First Day of Spring

Mar 20, 2009 23:25

For the beginning of Spring, the day was probably lovely. I was unable to enjoy it as much as I might have liked. For one thing, I could not get my nose to stop its constant dripping even after rinsing my sinuses, taking a Claritan, a Benadryl, and Tylenol Cold & Sinus. The constant itching inside my nose was annoying, but even worse was the fact that at inconvenient times, my nose would drip quickly so that I couldn’t get a tissue quickly enough (unless it was in my hand already) or I would sneeze and it kept being the kind of sneeze that was unpredicted and I would have needed to have a tissue right then and there.  I was also experiencing my pre-vacation jitters, the worries of packing, the feeling like I needed to plan every little detail, and the knowledge that I would be unable to plan every detail, including big ones, such as reserving the flight from Honolulu to Molokai and making sure the schedule would work.

Because I had difficulty accomplishing this task, I was kind of stuck. I did manage to pack everything, but needed my husband’s help to arrange the flight. Even though it felt like a task I would be perfectly capable of doing, I was mired in self-doubt, which defeated me and I had to leave it to him even though he had more than enough other things to worry about.

Thanks to his willingness to take over that task, I was able to attend the event at First Unitarian Universalist Church where Ruth Barrett led a group in chanting and introduced us to Diannic Wiccan traditions. She and Shelley also provided concerts for us afterwards. It was the type of thing that many of my friends expected me to be interested in, but honestly, I typically do not attend. Diannic traditions honor the goddess and ignore the masculine aspects of deity and ignore men. I typically prefer the company of men and have few female friends. While I do find beauty in the balance of the feminine and masculine, I don’t generally want to abandon one side or the other.

In the mood I was in, feeling vulnerable, tentative, a little broken and fragile, I was glad to see my friends when I arrived. And it was a variety of friends, including women I rarely see anymore as well as my closest friends that I regularly do things with. It was very comforting to talk to each of the people and to exchange hugs.

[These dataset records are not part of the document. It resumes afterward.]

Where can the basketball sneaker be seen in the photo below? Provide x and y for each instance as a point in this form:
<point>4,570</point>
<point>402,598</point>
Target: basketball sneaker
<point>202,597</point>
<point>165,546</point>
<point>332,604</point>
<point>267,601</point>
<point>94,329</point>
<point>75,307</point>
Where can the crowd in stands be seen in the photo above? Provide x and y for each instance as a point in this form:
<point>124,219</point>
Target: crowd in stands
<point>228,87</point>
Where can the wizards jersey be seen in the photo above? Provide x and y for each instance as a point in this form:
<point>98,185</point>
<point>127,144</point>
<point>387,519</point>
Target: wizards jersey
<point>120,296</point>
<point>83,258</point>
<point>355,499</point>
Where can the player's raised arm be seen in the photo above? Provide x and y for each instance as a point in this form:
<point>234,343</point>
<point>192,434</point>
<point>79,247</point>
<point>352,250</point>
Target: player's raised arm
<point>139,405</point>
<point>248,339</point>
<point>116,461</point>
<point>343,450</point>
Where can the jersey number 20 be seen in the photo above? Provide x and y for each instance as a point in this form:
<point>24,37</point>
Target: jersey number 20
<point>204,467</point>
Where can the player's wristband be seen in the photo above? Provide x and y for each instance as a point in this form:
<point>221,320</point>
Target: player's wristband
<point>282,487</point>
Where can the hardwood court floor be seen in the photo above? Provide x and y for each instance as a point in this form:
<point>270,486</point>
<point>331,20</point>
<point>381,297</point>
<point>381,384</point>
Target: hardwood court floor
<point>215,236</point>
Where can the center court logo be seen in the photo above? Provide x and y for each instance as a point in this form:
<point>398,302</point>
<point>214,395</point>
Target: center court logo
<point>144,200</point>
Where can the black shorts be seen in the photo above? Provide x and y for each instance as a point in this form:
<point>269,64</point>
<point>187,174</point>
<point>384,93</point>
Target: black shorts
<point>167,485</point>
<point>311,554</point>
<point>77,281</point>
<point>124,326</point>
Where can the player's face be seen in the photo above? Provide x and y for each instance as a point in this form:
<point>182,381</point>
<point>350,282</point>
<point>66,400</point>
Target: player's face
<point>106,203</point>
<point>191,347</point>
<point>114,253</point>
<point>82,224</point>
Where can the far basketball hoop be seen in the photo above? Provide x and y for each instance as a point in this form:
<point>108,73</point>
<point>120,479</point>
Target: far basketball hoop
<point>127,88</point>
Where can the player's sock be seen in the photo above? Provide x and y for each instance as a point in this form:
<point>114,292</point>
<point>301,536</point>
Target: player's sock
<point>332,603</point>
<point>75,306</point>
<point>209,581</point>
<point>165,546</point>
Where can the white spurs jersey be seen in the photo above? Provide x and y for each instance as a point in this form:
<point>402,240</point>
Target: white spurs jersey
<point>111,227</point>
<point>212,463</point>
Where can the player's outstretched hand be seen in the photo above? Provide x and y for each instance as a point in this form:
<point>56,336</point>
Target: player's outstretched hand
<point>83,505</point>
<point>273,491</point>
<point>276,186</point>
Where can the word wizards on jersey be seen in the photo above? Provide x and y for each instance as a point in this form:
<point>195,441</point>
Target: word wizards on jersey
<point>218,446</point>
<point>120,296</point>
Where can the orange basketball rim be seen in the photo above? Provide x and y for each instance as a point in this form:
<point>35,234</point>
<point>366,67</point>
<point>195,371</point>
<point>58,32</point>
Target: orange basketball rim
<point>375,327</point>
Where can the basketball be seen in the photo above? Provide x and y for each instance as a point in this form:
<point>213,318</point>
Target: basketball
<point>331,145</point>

Then when the actual event began, it was more relevant to me than I expected. I felt like the philosophy and stories were the same I’m trying to learn, and the message about Spring Equinox was validating. It was comforting to learn that this time of year is difficult because it is the in-between. It was validating to be reminded that this time of year is turbulent, that the weather is unpredictable, constantly changing as well, that we’re trying to increase speed after the slowing down of winter, and that can be difficult even though it’s exciting.

It was a good opportunity to be in a community of people I love and trust, a good chance to meditate while listening to stories and songs about peace, love, life, and other women’s experiences. It was great for gearing me up to be in the right state of mind to relax and enjoy the vacation which started the next morning.